In her powerful testimony, Chanel excavates her trauma and bravely puts it on the page for the world to bear witness to. Her rape is horrific, and horrifically mundane. We know this happens – society engrains in us from a young age how we need to be responsible for protecting ourselves from sexual assault. But what comes after isn’t talked about as much. There’s the trial-by-media, the incel trolling, the countless victim-blaming. But there’s also the years – quite literally years – of it being dragged through the courts.
‘I’d expected the legal process to be composed of a back-to-back sequence of dramatic court scenes. Nobody had warned me about the waiting, the floating formless months in between, the way it demanded all of you, then none of you.’
There’s a splintering of the self after her assault – known only as ‘Emily Doe’ in the media, her individuality is robbed from her – she’s reduced to a drunk and nameless young woman who went to a frat party and ran into trouble.
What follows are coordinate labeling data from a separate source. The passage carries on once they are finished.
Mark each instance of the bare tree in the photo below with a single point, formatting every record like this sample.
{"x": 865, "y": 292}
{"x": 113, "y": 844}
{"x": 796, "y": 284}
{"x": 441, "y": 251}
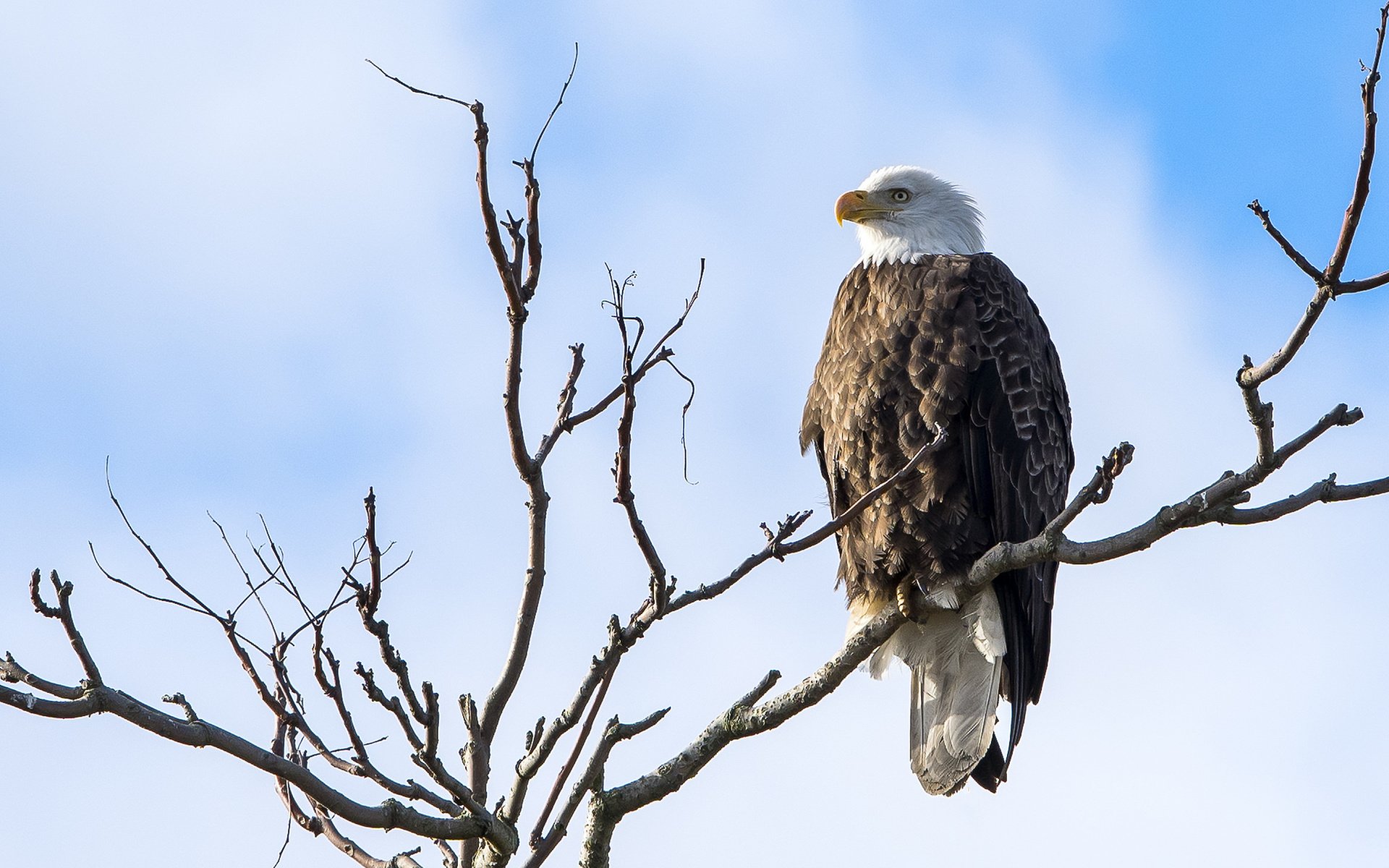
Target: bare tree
{"x": 462, "y": 803}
She resolves to ‘keep the selves separate’ in an attempt to go on living. She lies awake each night, for ‘sleep is vulnerability,’ she is ‘unsure how to inhabit’ her body. She talks about the ‘dismembering’ that happens when victims seek help, of putting yourself under a microscope in a plea for justice, in a bid to halt this epidemic of sexual violence.
And whilst her rapist is developed in the court of public opinion – and the court itself – into a three-dimensional human, an Olympic-level swimmer, young and mislead, homesick, unused to drink and parties – Chanel’s identity is erased. And that is what she powerfully reclaims in this account. She does stand-up comedy, she is a doting sister, she adopts an old dog, she is inspired by her immigrant mother, she makes art. She is a full and whole person. She is not the sum of what he did to her.
‘The friendly guy who helps you move and assists senior citizens in the pool is the same guy who assaulted me. One person can be capable of both. Society often fails to wrap its head around the fact that these truths often coexist, they are not mutually exclusive. Bad qualities can hide inside a good person. That’s the terrifying part.’
Chanel is incredibly eloquent, writing with a beautiful and simple lyricism that throws her suffering into sharp relief. During the scenes where she is waiting outside the courtroom before her first testimony, I felt physically sick anticipating her having to re-live her trauma and be torn apart on the witness stand, accumulating and losing ‘points toward the unspoken tally.’ Such is the power of her writing that it is impossible not to come away from the book feeling a deep, profound empathy for the unimaginable pain she endured, and a deep respect for her strength.
What was unexpected – and so very effective – was the explicit contextualising of this story within a bigger picture of patriarchal entitlement, of male rage, of the failings of the justice system. Chanel is on campus when Elliot Rodgers, angry that he couldn’t get a date, went on a killing spree that left six young people dead. She talks about Philando Castile, murdered in front of his partner and daughter by a policeman who walked free. This story is very much her own – but it isn’t just her own. When her victim statement is published on Buzzfeed, it is seen by millions worldwide, many thousands of whom reach out to Chanel with their own stories, thanking her for her bravery. In having the strength to tell her story, she gives all victims strength and hope – they aren’t alone.
I’ll never be able to do justice to this memoir. It’s harrowing, riveting, and, ultimately, hopeful.